Fatemeh Salimi Namin, Valerio Serse

phd seminar

Fatemeh Salimi Namin, Valerio Serse

AMSE, Université Catholique de Louvain

IBD Salle 16

Îlot Bernard du Bois - Salle 16

5-9 boulevard Maurice Bourdet
13001 Marseille

Tuesday, March 5 2019| 12:30pm to 2:00pm

Océane Piétri: oceane.pietri[at]univ-amu.fr
Morgan Raux: morgan.raux[at]univ-amu.fr
Laura Sénécal: laura.senecal[at]univ-amu.fr


Fatemeh Salimi Namin
Equity carry trades, when and how?

This paper investigates the underlying relationship between stock markets and exchange rates by focusing on the Japanese yen-US dollar exchange rate returns and the returns on their respective stock indices, the Nikkei 225 and the S&P 500, from 1971 to 2018. Recent theoretical models of uncovered equity parity (UEP) (Hau and Rey (2006)) suggest that following an outperformance of a foreign stock market over a home market, investors repatriate their assets to hedge their exposure to exchange rate risk and this behavior induces capital flow into the home country and causes the home currency to appreciate.
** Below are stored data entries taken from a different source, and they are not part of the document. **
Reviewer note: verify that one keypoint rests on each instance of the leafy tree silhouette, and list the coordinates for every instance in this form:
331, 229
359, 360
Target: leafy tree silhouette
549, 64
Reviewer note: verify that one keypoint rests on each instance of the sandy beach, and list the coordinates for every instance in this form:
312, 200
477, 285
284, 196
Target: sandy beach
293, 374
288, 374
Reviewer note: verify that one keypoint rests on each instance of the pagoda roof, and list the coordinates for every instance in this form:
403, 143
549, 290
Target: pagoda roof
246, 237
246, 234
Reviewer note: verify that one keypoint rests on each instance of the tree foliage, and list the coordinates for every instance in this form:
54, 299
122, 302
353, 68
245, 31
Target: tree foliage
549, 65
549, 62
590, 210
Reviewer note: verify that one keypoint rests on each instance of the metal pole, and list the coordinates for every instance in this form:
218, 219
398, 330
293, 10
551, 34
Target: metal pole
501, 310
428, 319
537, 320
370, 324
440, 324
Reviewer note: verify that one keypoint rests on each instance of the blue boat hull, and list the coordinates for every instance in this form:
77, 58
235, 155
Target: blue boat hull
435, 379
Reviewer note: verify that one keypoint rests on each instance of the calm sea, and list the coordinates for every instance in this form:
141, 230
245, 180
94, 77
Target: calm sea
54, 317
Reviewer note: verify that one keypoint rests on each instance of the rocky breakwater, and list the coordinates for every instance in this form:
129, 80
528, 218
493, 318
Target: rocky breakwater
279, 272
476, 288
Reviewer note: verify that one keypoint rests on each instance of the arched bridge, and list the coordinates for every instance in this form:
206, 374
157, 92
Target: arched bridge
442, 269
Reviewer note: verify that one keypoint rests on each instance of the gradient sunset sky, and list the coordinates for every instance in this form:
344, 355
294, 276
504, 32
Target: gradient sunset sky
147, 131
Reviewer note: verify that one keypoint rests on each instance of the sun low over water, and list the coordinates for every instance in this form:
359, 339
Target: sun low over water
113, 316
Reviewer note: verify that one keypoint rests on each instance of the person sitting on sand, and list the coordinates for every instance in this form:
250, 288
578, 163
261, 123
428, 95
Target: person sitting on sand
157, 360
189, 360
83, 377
Using a Markov-switching VAR model, we show that exchange rate movements are explained (partially) by stock market returns differentials, consistent with UEP, and that this linkage can be attributed to equity carry trades but not to exchange rate risk hedging.


Valerio Serse
The heterogeneous impact of sugar taxes on cola demand across different household types

Sugar taxes are often considered as a possible tool to tackle excessive sugar consumption. Accounting for heterogeneity in preferences can be fundamental in order to assess whether these policies will be effective among the targeted population. This work estimates a multinomial Logit model of cola demand on a large set of consumer scanner data in order to test for both taste heterogeneity and state dependence in product choice. The model estimates allow evaluating the effectiveness of taxation in reducing demand for sugary colas. The results indicate that households have very heterogeneous preferences for sugary colas, have different price sensitivity and exhibit inertia in cola choice. In particular, heavy sugar consumers tend to prefer sugary to diet colas but are less sensitive to prices. This suggests that although taxing sugary colas can be justified on public health grounds, this policy will not have a larger impact among the targeted population. Tax policy simulations show that excise taxes targeting sugar content should be preferred to ad-valorem taxes, as the latter would entail a larger substitution towards cheaper sugary colas. Lastly, because of state dependence in cola choice, these taxes are more effective in reducing cola demand in the long-run.